Roche does admit the markets don’t look great.
“I’m not saying that’s a moment to buy, but I think it is the moment to realize that things do turn around and there are implicit mechanisms in this worldwide position at the moment which could lead us to avoid recession in places like the U.S.”
Roche is bucking the trend by predicting that there won’t be a recession in the U.S. in the near future. Over two-thirds of economists believe a recession will hit in 2023, according to a survey of 49 U.S. macroeconomics experts, and more than 60% of a 750 executive survey say a recession is coming in the next year and a half.
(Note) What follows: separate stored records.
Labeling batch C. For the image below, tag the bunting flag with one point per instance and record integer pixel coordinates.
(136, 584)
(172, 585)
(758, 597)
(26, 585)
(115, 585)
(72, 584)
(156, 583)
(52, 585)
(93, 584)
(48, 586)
Roche is also going back on his own previous calls he made on CNBC in early April, when he claimed the world was heading for a “war-cession,” warning the markets would be shocked by the soaring commodity prices brought on by the war in Ukraine.
Roche, who correctly predicted the development of the Asian crisis in 1997 and the 2008 financial crisis, according to his company’s website, noted that the war in Ukraine was not going to be fixed and was only going to get worse.
He warned that the enormous supply-side shock in the commodity markets, combined with the rising inflation and interest rates, would be a lot for markets to handle.
This has so far proven correct. Markets worldwide tumbled over the last month, as the world faces soaring inflation from the increased cost of food and fuel caused by the war in Ukraine. The S&P 500 posted its worst week since 2020 after the Federal Reserve hiked the interest rate by 75 percentage points.
Roche predicted that central banks would continue to raise interest rates over the next six to nine months, which in turn would hurt stocks, reduce economic growth, and help to precipitate his war-cession.
But now Roche has gone back on this prediction.
He says that the same brokers and bankers who described the market downturn earlier in the year as a “small correction” are now “rivaling each other to get the headlines and say the most awful things about the world.”